THE MURDER of a senior jurist in Madrid on Wednesday has plunged the entire Spanish political establishment into shock and outrage. Francisco Tomas y Valiente, former president of the Spanish Constitutional Court, was shot dead in his college office.
According to witnesses and the police, the killer was a prominent member of the Basque separatist group ETA, operating unmasked although his face is well known from `wanted' posters recently distributed in the city.
The killing came just as the political parties were preparing to launch their official campaigns for crucial general elections, due to take place on March 3rd. It is the second such blow in recent days last week, the brother of a leading member of the ruling Socialist Party (PSOE) was shot in the Basque city of San Sebastian.
The long ruling PSOE president, Mr Felipe Gonzalez, was a personal friend of both men, and attended both funerals. So did the leader of the right wing opposition Partido Popular (PP), who according to opinion polls, is likely to oust him as president in March which would be the first democratic transfer of power from left to right in Spain since the 1930s.

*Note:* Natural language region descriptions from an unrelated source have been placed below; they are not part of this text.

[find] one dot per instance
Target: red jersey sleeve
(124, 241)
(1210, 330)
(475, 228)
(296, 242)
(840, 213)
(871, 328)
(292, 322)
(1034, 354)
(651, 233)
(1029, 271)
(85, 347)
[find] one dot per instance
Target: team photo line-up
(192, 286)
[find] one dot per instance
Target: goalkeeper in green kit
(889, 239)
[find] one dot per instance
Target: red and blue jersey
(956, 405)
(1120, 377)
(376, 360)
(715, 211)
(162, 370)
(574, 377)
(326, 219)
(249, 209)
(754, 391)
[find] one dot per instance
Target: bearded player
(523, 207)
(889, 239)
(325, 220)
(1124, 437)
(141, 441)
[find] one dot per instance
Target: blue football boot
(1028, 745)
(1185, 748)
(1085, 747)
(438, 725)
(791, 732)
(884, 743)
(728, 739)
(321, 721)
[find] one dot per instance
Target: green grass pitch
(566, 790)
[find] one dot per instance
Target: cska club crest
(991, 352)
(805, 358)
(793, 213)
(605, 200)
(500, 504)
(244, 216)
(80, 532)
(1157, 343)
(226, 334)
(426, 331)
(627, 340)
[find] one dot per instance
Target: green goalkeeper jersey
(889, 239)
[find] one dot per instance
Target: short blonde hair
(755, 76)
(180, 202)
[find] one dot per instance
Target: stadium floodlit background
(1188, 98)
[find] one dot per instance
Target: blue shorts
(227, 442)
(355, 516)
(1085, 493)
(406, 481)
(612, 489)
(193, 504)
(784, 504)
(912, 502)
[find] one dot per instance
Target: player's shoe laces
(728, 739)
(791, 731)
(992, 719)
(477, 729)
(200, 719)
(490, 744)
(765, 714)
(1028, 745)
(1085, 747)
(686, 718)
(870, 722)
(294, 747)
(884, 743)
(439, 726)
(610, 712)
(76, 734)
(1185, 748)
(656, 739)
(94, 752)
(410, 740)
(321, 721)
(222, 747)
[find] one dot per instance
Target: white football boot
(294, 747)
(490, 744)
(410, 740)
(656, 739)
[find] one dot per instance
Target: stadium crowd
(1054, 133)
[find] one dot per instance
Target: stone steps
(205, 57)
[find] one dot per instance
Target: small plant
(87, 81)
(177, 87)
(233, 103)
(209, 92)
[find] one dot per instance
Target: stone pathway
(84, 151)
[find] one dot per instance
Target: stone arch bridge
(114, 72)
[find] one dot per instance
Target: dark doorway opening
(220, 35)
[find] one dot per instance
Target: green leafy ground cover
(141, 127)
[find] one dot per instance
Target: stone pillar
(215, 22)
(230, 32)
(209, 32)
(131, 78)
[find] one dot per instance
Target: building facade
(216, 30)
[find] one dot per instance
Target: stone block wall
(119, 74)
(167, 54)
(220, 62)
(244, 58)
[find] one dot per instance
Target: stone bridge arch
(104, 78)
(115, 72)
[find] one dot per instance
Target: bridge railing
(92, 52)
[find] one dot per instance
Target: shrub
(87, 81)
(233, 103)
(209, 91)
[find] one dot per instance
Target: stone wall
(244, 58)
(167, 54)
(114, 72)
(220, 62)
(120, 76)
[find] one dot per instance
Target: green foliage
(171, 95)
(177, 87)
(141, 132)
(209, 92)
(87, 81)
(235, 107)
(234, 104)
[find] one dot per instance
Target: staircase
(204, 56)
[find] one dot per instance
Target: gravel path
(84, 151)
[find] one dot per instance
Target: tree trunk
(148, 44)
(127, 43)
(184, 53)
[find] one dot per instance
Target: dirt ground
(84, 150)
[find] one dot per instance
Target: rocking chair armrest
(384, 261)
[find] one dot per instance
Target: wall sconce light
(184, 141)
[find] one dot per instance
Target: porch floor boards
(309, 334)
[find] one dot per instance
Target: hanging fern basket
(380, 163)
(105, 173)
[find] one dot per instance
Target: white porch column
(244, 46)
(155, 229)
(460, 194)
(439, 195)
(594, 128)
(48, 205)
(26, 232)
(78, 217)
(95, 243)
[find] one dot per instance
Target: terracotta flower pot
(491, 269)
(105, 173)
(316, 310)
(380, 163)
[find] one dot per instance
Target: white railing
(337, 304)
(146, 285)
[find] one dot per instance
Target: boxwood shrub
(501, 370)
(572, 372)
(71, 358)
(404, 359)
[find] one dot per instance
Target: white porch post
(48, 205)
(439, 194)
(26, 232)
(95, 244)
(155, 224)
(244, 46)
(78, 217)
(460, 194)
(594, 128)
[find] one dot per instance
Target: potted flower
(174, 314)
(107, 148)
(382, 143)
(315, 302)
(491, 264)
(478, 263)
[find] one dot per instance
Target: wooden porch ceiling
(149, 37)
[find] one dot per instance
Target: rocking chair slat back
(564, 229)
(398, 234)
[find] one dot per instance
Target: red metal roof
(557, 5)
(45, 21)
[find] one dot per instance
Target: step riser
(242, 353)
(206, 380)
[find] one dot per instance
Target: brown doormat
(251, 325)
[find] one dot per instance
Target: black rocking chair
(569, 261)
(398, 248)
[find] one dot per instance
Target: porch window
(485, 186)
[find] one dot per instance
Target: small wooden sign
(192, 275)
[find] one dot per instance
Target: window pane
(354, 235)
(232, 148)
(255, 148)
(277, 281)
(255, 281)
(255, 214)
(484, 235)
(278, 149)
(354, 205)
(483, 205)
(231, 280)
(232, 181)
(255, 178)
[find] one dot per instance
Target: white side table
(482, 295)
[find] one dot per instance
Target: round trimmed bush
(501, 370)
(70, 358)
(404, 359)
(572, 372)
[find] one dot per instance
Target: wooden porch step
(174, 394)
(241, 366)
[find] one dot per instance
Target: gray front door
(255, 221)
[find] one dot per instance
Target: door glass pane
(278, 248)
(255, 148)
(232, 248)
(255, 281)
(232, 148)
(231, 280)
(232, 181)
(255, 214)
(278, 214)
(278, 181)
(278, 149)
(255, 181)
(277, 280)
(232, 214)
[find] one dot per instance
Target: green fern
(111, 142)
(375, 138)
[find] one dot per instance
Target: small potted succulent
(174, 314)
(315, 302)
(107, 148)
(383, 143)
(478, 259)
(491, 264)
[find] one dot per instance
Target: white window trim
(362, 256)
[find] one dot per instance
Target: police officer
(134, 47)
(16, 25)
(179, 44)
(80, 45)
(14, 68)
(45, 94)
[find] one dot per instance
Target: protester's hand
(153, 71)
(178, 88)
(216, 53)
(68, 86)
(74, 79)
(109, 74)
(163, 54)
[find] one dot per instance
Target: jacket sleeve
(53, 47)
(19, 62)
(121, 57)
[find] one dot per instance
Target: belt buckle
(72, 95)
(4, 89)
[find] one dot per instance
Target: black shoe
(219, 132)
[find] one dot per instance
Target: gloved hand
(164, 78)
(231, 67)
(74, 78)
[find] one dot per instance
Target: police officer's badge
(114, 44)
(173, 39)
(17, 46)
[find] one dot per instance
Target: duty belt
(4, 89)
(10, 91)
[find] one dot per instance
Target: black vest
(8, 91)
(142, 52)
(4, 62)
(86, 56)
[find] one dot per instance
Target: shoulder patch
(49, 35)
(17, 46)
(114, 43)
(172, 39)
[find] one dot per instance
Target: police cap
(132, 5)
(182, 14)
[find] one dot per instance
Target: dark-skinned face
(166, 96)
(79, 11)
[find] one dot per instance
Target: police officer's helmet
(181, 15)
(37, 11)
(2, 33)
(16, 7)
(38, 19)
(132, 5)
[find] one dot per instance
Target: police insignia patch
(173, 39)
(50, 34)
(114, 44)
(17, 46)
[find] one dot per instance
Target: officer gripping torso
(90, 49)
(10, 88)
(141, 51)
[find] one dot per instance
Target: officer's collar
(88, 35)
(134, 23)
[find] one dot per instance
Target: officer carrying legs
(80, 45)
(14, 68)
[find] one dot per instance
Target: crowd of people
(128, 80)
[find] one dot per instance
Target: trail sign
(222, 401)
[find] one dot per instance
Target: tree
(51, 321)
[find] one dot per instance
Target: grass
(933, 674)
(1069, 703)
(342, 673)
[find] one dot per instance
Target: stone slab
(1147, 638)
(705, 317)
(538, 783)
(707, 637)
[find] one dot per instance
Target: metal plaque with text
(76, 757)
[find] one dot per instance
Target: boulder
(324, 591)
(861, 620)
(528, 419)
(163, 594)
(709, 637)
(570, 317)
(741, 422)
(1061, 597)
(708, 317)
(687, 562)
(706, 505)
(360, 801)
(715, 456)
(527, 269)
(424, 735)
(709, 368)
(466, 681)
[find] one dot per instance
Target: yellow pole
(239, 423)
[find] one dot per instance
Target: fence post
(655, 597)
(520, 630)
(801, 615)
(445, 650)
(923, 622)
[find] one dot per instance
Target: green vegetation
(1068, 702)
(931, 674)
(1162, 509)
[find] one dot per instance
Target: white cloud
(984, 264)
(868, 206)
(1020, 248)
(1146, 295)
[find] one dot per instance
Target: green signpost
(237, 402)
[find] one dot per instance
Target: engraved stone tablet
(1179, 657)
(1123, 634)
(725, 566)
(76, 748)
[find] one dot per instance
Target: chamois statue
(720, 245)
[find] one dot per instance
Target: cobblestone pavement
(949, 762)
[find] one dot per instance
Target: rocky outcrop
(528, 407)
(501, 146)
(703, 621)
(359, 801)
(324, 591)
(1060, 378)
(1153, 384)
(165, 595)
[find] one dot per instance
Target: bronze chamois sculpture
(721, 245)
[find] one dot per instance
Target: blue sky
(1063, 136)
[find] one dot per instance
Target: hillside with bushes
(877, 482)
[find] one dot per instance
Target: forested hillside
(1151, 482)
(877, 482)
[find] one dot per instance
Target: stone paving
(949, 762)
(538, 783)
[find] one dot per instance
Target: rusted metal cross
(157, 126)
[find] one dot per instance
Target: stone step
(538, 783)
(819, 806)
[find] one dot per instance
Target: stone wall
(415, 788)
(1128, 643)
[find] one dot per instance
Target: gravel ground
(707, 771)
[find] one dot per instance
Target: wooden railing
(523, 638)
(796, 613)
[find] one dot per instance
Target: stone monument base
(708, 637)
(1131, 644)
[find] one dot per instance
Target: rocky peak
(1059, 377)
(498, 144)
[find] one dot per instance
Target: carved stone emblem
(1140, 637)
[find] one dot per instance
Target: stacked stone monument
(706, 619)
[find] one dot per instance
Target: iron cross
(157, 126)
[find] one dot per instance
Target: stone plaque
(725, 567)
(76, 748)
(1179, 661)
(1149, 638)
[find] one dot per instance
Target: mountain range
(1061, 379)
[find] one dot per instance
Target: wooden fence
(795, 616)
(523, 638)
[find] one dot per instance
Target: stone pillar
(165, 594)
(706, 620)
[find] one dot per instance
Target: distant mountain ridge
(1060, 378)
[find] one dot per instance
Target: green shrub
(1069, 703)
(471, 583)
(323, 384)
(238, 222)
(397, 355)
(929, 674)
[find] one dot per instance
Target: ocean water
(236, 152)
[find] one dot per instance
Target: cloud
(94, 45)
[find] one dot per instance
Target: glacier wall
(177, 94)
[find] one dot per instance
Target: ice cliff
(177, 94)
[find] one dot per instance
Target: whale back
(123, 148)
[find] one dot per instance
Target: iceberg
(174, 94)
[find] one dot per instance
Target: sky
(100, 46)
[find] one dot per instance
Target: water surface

Tomas y Valiente, while personally close to the Socialist leadership, had been noted for his independence in taking highly sensitive decisions regarding the constitutionality of their legislation.
Ironically, the new ETA campaign may boost Mr Gonzalez's slim chances of re election. His administration is beleaguered by serious scandals, the worst of which concerns the setting up of illegal death squads (Grupos Antiterroristas de Liberaction or GAL) to combat ETA in the 1980s.
The wave of repugnance for ETA expressed across Spain yesterday in widespread demonstrations, may actually result in sympathy and badly needed votes for those who, albeit outside the law, took a hard line against the Basque radicals in the past.